In the spring of 2009, a series of small but highly perceptible earthquakes was being felt in the central Italian city of L’ Aquila and the nearby villages. As there was much public concern about whether these were leading to something worse, a meeting was called at which six scientists and one government official (in the civil protection agency) were summoned to give advice. The six scientists were people at the top of the engineering seismology community in Italy, people of the highest international standing.

There were two possibilities to deliberate. Firstly, it sometimes happens that a large earthquake is preceded by a series of smaller ones. The term for these events is foreshocks. Secondly, it sometimes happens that a series of intense small earthquakes occurs and dies away again without any large event. Seismologists call this a swarm, and swarms are actually common in the UK, the last prominent one being in Manchester in 2002. So were the L’ Aquila earthquakes foreshocks or a swarm?

The only way to try and answer this is to look at historical precedents, since there is no measurable property that distinguishes a foreshock from a common small earthquake. The panel noted two things. Firstly, swarms are not uncommon in Italy. This is a fact. Second, large earthquakes in Italy usually do not have foreshocks. This is also a fact. Hence, on the balance of probabilities, the L’ Aquila events were more likely to be a swarm. I can’t think that any seismologist would disagree with this.

But – they were careful to add – L’ Aquila is in a well-known area of high seismic hazard, and it was always possible that a strong earthquake could strike at any moment.

The problems started straight after the meeting. The civil defence official, who was not a seismologist, gave a TV interview, in which he said that the small earthquakes were acting as a safety valve by releasing energy; therefore a large earthquake was now unlikely; therefore residents could relax and have a nice glass of wine.

This was wrong. There is no basis for such a statement, and this is why: the energy involved in a 6.3 magnitude earthquake like the one that struck L’ Aquila a few days later, is about 50,000 times more than any of the small earthquakes. Therefore the sequence that had been felt up to that date had barely skimmed off the slightest tiny fraction of the energy available.

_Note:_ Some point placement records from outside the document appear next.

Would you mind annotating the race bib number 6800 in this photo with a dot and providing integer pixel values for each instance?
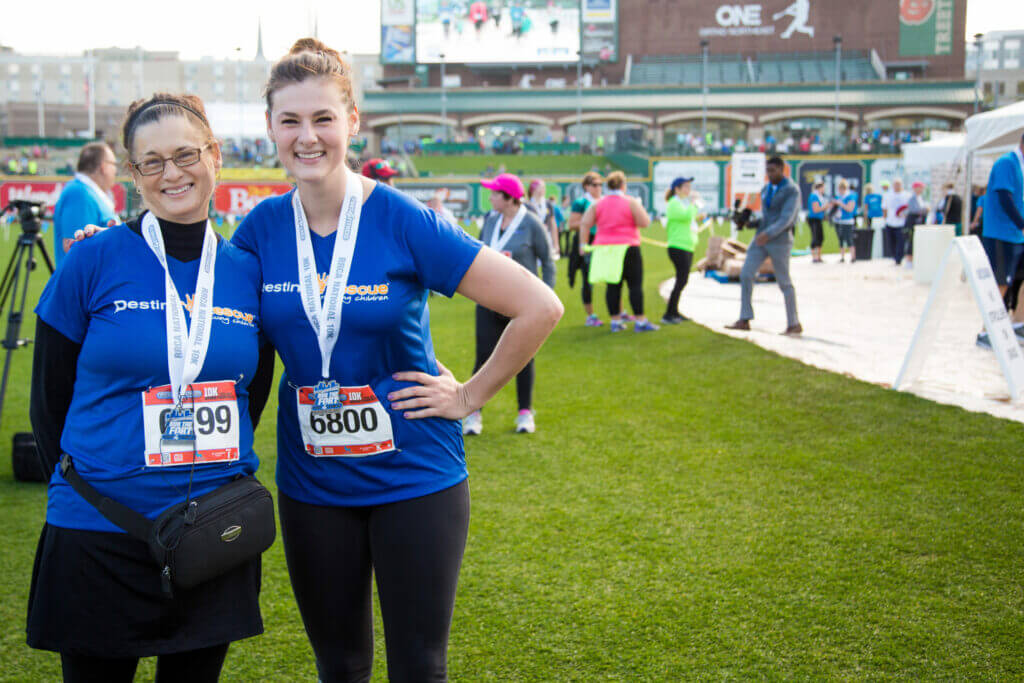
(361, 427)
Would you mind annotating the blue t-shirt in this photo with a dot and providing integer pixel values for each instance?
(402, 251)
(811, 200)
(76, 208)
(1007, 174)
(873, 202)
(848, 215)
(109, 296)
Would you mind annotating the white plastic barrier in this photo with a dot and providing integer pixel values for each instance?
(930, 246)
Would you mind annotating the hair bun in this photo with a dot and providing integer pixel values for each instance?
(312, 45)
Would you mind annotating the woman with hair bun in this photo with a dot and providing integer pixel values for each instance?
(371, 467)
(103, 378)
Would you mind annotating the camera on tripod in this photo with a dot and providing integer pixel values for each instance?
(30, 213)
(13, 292)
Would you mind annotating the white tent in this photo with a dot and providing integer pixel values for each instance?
(939, 150)
(994, 132)
(989, 135)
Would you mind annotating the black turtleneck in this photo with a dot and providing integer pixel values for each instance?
(55, 356)
(182, 241)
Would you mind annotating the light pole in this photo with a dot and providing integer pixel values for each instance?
(704, 90)
(838, 40)
(239, 84)
(977, 76)
(139, 86)
(443, 101)
(579, 95)
(40, 113)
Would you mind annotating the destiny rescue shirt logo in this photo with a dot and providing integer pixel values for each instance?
(376, 292)
(224, 313)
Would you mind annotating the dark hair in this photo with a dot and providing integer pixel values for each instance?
(307, 58)
(592, 177)
(161, 105)
(91, 157)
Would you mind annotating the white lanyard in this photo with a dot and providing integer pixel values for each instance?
(100, 196)
(185, 356)
(326, 317)
(498, 243)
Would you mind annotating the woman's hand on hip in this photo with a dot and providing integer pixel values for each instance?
(432, 396)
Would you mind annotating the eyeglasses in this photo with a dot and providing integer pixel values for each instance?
(181, 159)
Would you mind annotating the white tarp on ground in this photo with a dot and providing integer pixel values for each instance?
(858, 319)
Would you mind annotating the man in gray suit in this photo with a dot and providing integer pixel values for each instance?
(780, 204)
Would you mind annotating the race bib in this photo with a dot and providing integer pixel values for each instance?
(361, 426)
(215, 425)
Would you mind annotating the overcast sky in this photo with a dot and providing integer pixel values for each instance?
(201, 28)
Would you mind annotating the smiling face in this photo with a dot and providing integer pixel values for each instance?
(311, 124)
(179, 195)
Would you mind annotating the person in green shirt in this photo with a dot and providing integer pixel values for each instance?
(592, 183)
(681, 225)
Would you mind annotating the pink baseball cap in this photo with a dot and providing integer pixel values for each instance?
(506, 182)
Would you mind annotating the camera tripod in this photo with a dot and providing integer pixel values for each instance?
(13, 294)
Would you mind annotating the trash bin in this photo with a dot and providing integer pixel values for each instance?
(862, 240)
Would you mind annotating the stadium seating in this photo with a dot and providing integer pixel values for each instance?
(737, 70)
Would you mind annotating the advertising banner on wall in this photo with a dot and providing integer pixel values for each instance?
(459, 200)
(48, 191)
(238, 199)
(706, 181)
(748, 172)
(397, 19)
(829, 172)
(599, 31)
(481, 32)
(926, 28)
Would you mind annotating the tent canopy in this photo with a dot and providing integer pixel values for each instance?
(940, 150)
(995, 131)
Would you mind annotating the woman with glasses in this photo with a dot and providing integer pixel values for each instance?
(371, 467)
(146, 319)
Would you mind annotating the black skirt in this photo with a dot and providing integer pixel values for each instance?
(98, 594)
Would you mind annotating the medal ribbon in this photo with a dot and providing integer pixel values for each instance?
(185, 354)
(326, 316)
(499, 244)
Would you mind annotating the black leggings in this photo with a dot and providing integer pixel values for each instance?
(414, 548)
(192, 667)
(632, 275)
(489, 327)
(817, 232)
(683, 260)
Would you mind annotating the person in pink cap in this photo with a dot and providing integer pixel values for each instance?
(518, 233)
(380, 170)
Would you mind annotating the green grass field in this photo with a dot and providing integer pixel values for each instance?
(691, 507)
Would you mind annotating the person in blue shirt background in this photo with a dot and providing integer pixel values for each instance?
(100, 390)
(846, 201)
(816, 206)
(371, 465)
(1003, 230)
(86, 200)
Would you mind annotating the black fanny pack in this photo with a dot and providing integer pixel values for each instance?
(196, 540)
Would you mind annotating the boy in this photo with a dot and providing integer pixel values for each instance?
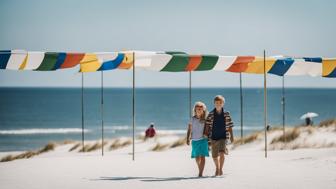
(218, 128)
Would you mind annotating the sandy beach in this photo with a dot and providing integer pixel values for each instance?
(245, 166)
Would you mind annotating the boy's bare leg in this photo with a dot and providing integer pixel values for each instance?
(198, 162)
(202, 164)
(221, 162)
(216, 161)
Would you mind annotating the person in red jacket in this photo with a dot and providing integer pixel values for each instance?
(150, 132)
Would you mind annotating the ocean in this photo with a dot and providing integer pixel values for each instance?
(31, 117)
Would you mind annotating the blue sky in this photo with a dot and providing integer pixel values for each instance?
(298, 28)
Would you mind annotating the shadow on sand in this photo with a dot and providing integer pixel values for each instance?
(154, 179)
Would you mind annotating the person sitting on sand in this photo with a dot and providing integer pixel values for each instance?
(218, 128)
(199, 144)
(150, 132)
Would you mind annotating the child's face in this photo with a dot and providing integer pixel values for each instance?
(199, 110)
(219, 104)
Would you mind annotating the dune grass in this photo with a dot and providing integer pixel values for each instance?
(119, 144)
(29, 154)
(74, 147)
(328, 123)
(179, 142)
(289, 136)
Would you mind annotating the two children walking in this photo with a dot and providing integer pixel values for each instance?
(215, 128)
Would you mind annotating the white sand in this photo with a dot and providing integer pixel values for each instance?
(245, 167)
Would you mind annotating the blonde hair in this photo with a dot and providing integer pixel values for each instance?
(219, 98)
(205, 112)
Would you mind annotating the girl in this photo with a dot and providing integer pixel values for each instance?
(195, 134)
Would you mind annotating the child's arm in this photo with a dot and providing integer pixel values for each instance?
(189, 133)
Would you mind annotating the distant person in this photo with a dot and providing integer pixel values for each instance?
(268, 127)
(199, 144)
(309, 121)
(218, 128)
(150, 132)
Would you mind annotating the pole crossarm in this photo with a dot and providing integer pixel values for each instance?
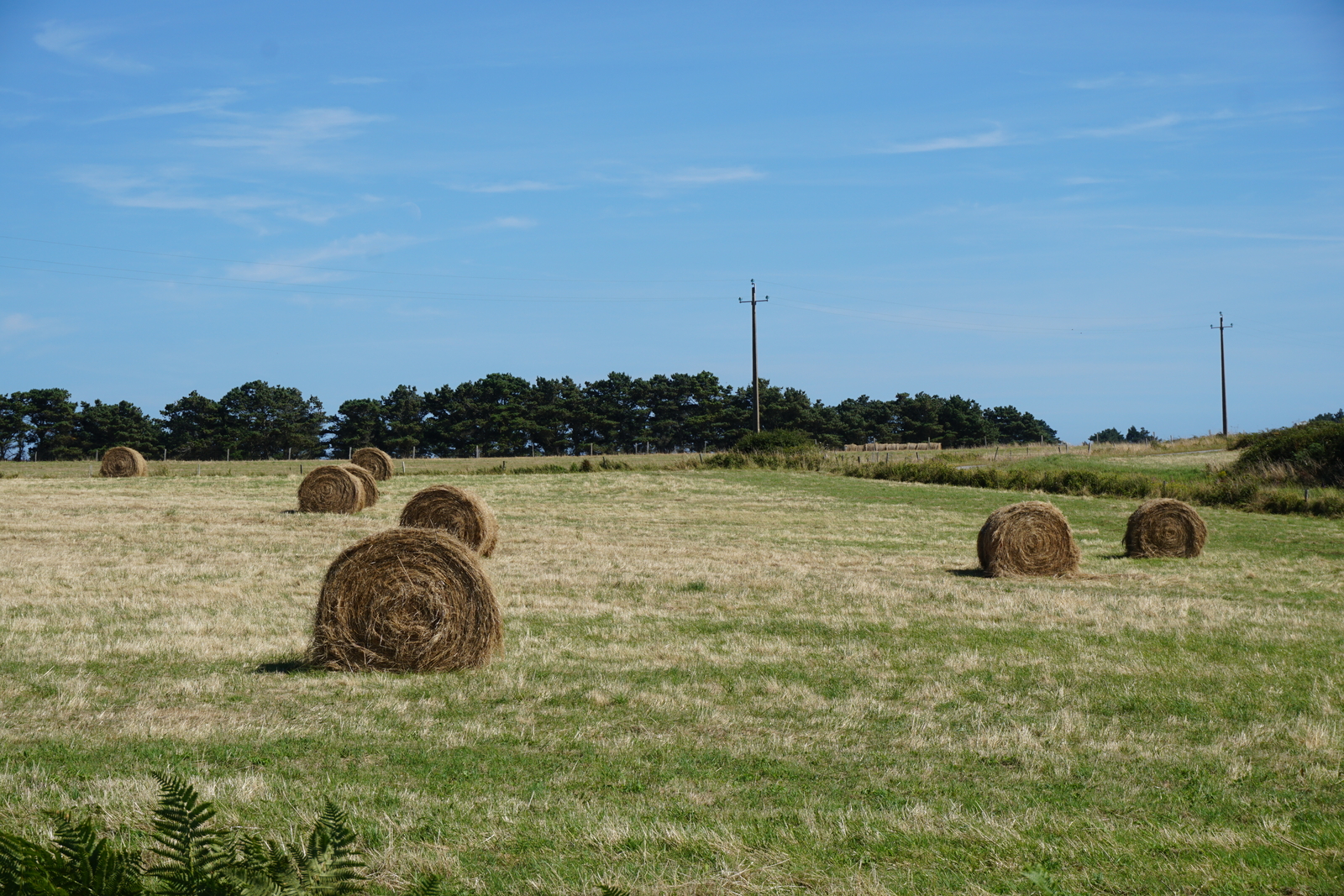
(756, 376)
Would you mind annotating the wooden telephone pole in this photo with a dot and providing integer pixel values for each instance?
(756, 375)
(1222, 364)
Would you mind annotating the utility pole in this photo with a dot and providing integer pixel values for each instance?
(756, 375)
(1222, 364)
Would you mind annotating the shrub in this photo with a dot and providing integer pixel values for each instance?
(1308, 453)
(774, 441)
(1109, 434)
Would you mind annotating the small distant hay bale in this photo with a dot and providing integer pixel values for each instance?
(1032, 537)
(407, 600)
(120, 463)
(1164, 528)
(376, 461)
(457, 512)
(366, 479)
(331, 490)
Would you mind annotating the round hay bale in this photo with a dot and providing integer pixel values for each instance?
(407, 600)
(366, 479)
(331, 490)
(1164, 528)
(376, 461)
(457, 512)
(1032, 537)
(121, 463)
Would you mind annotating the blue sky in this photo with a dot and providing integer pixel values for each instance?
(1025, 203)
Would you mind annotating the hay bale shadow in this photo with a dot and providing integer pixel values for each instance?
(284, 668)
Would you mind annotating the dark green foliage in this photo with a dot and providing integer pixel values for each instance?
(102, 426)
(1242, 492)
(195, 862)
(50, 423)
(194, 429)
(1112, 436)
(194, 857)
(262, 421)
(1308, 453)
(13, 426)
(77, 864)
(497, 416)
(1018, 426)
(358, 423)
(92, 866)
(774, 441)
(255, 421)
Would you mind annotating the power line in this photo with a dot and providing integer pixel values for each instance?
(1222, 364)
(756, 375)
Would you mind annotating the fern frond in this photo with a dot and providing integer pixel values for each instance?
(92, 866)
(195, 855)
(328, 862)
(26, 868)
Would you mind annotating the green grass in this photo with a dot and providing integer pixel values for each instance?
(716, 683)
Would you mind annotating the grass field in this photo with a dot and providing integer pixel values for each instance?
(714, 683)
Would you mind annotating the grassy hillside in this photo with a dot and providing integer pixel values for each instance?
(716, 683)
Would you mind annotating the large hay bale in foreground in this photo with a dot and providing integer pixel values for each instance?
(1032, 537)
(407, 600)
(1164, 528)
(121, 463)
(376, 461)
(331, 490)
(457, 512)
(366, 479)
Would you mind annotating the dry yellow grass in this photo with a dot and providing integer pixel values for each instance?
(667, 631)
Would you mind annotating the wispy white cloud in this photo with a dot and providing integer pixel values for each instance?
(703, 176)
(74, 42)
(286, 137)
(138, 191)
(181, 191)
(1144, 80)
(1133, 128)
(1238, 234)
(974, 141)
(296, 268)
(206, 101)
(15, 324)
(517, 187)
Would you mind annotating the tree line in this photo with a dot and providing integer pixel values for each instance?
(497, 416)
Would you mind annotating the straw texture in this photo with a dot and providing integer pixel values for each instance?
(1032, 537)
(376, 461)
(331, 490)
(407, 600)
(366, 479)
(121, 463)
(1166, 528)
(457, 512)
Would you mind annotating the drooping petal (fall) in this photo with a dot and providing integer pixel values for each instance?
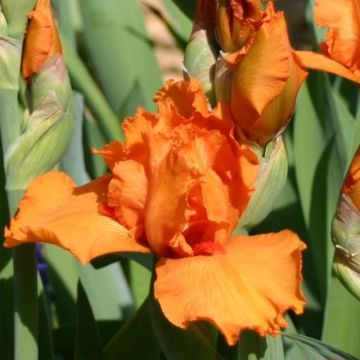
(311, 60)
(248, 286)
(42, 39)
(55, 211)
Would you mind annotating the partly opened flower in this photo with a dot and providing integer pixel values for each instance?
(264, 79)
(42, 40)
(341, 46)
(346, 229)
(177, 188)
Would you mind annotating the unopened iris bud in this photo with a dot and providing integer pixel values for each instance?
(42, 39)
(346, 230)
(270, 181)
(236, 23)
(265, 77)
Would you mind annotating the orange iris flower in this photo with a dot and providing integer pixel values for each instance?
(177, 188)
(266, 77)
(351, 185)
(42, 40)
(341, 48)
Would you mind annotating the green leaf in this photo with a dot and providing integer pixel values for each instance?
(120, 50)
(93, 138)
(309, 348)
(87, 338)
(135, 340)
(180, 17)
(341, 324)
(82, 81)
(178, 344)
(311, 158)
(139, 280)
(63, 277)
(46, 346)
(254, 347)
(107, 290)
(187, 7)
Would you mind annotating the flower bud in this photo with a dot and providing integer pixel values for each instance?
(200, 56)
(42, 39)
(9, 57)
(346, 230)
(269, 183)
(265, 84)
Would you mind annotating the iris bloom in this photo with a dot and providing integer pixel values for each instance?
(341, 46)
(177, 188)
(42, 40)
(266, 77)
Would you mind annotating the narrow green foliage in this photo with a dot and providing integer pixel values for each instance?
(119, 64)
(135, 340)
(87, 338)
(308, 348)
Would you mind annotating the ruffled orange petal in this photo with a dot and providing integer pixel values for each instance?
(127, 193)
(165, 212)
(249, 286)
(186, 98)
(311, 60)
(55, 211)
(342, 41)
(42, 39)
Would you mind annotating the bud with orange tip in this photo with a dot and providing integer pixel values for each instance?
(346, 230)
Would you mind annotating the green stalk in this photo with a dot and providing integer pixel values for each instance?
(13, 16)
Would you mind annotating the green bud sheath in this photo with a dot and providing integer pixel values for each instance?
(269, 183)
(199, 61)
(346, 238)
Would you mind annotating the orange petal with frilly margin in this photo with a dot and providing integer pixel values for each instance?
(342, 19)
(262, 73)
(311, 60)
(185, 97)
(250, 286)
(55, 211)
(42, 39)
(111, 153)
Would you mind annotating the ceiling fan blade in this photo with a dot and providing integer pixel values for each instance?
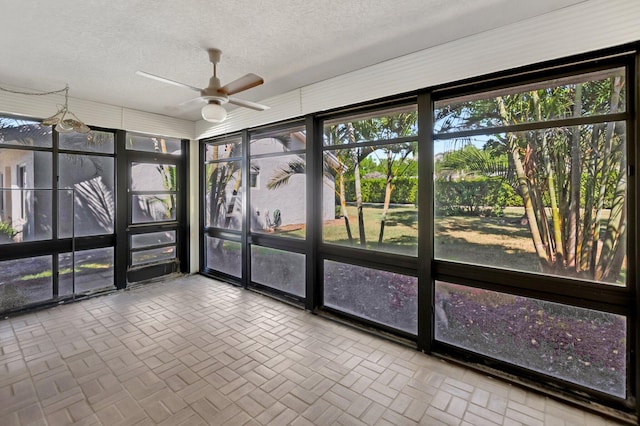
(166, 80)
(241, 84)
(248, 104)
(192, 103)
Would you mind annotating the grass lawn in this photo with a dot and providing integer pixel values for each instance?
(400, 232)
(493, 241)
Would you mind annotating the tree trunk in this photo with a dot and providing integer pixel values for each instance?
(358, 188)
(574, 198)
(524, 188)
(356, 174)
(557, 253)
(343, 205)
(385, 209)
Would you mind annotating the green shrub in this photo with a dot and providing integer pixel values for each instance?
(373, 190)
(6, 231)
(476, 197)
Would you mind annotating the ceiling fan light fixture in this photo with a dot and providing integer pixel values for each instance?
(214, 113)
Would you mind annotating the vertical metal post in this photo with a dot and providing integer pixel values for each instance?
(425, 220)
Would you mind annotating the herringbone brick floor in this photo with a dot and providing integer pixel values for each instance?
(194, 351)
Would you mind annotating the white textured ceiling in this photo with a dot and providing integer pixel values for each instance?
(96, 46)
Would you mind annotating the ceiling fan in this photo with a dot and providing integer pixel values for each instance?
(216, 95)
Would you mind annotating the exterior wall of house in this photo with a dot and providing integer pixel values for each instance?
(288, 198)
(18, 211)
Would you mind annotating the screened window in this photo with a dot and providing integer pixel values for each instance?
(580, 345)
(370, 181)
(534, 178)
(277, 174)
(381, 296)
(223, 184)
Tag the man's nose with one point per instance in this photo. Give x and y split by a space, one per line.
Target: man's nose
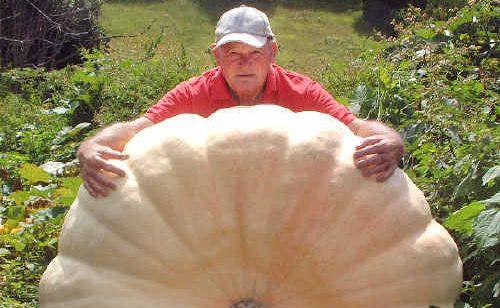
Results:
245 60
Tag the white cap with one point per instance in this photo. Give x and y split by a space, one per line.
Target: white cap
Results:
243 24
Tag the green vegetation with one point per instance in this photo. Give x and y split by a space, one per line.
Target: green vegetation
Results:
436 83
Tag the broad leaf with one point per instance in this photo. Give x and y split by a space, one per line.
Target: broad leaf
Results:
462 219
66 194
491 174
493 200
19 196
34 174
487 228
15 212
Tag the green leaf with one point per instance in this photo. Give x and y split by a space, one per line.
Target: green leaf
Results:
19 196
467 183
462 220
491 174
66 194
425 33
493 200
487 228
49 213
4 252
34 174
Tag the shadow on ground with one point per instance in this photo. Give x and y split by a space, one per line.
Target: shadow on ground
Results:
215 8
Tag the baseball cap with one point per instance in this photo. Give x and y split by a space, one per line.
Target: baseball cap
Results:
243 24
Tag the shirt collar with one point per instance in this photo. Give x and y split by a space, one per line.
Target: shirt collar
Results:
219 89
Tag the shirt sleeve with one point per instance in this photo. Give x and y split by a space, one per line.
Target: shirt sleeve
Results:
320 100
176 101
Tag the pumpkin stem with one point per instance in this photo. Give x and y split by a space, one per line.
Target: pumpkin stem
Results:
248 303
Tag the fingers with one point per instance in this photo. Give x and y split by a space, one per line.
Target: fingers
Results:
104 165
369 141
108 153
91 191
379 147
375 169
373 160
384 175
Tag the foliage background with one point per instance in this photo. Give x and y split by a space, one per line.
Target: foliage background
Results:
436 83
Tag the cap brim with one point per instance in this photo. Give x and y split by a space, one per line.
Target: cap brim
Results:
252 40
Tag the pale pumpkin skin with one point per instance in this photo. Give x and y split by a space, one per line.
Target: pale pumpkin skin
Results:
255 203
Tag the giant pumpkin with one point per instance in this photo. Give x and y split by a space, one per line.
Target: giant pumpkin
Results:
251 207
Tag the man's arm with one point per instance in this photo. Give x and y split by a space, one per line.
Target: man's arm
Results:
380 151
107 144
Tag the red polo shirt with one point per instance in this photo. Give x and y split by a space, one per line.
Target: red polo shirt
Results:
209 92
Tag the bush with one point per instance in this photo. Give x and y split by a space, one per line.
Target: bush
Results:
47 33
437 84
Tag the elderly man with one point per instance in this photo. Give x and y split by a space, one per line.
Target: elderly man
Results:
246 74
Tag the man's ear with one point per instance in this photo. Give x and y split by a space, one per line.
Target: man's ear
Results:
275 50
215 53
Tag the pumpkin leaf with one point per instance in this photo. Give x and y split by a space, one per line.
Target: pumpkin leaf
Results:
34 174
462 220
4 252
487 228
67 192
19 196
491 174
493 200
16 212
49 213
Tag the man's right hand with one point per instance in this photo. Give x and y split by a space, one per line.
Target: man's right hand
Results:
107 144
93 160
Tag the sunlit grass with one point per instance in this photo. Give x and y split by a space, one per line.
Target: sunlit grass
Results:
308 37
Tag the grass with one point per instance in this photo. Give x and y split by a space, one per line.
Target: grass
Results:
310 34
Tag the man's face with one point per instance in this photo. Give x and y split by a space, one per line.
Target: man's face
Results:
245 67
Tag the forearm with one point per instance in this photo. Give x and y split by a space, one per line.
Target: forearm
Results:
371 128
117 135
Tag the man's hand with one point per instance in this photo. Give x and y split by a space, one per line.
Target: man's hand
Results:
107 144
378 155
93 160
380 151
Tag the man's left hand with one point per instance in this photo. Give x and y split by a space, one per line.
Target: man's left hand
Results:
380 155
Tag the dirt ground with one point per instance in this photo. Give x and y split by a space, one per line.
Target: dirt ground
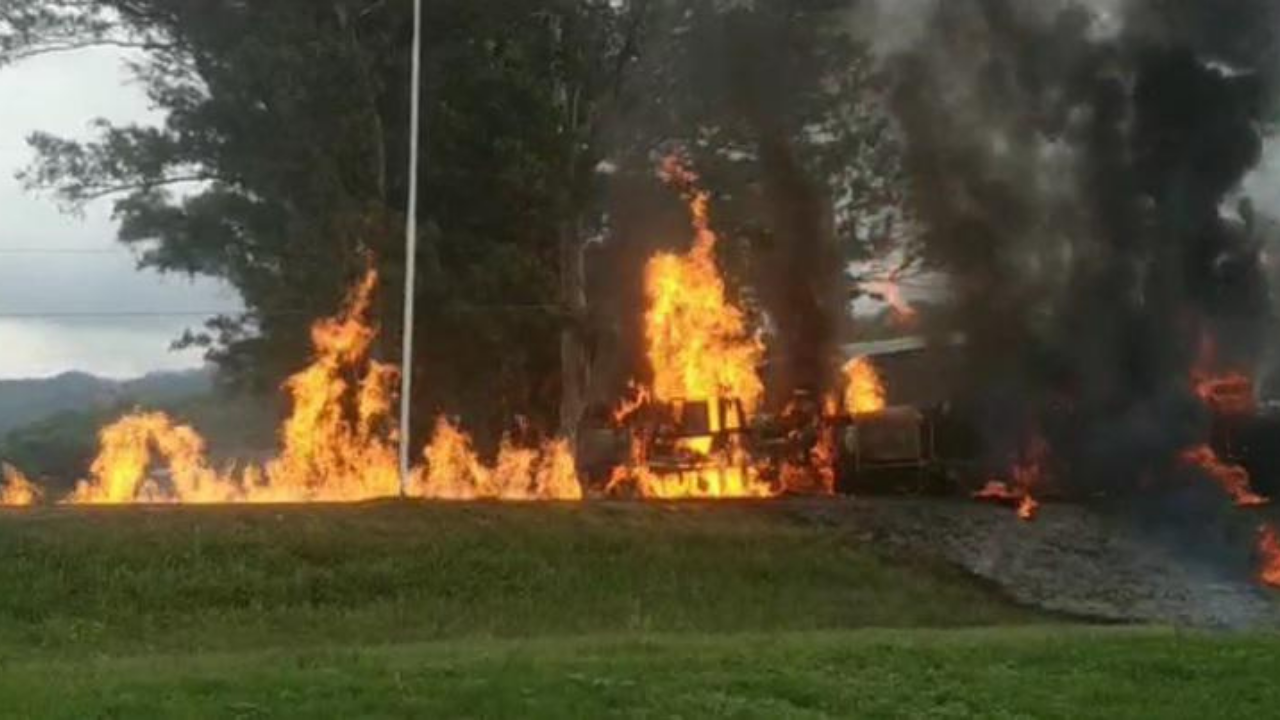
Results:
1089 563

It was this falsely reassuring statement that formed the basis of much of the prosecution’s case. But why then prosecute the seismologists, who gave advice according to the best science as they saw it?

In dealing with natural hazards, one seldom deals with certainties. I remember some years ago, being asked by a journalist whether an earthquake that had just occurred in central Russia would cause a tsunami. I was able to reply, with complete confidence, that as a tsunami requires water, and the earthquake was about as far from the sea as it is possible to get anywhere on Earth, that there would certainly be no tsunami.

But that is a rare case. Usually one is dealing with probabilities. Imagine a game where you must roll two dice, and you win if you roll anything other than two sixes. If you ask my opinion, I will say that the game is heavily in your favour: there is a 35 in 36 chance that you will win. You roll the dice and two sixes come up. Was my advice wrong? Of course not.

The fear of many scientists, and not just seismologists, is that the verdict in the L’ Aquila trial will inevitably compromise the relationship between scientists concerned with natural hazards, and the public and state. What would happen in Britain the next time a swarm of earthquakes causes alarm? Do I advise people that for a swarm in Britain to develop into a magnitude 6 earthquake would be unprecedented and extremely unlikely? Or should I keep silent in case the extremely unlikely event occurs and I end up in a law court?

I would like to think it couldn’t happen in Britain. But then I would not have imagined it could have happened in Italy either.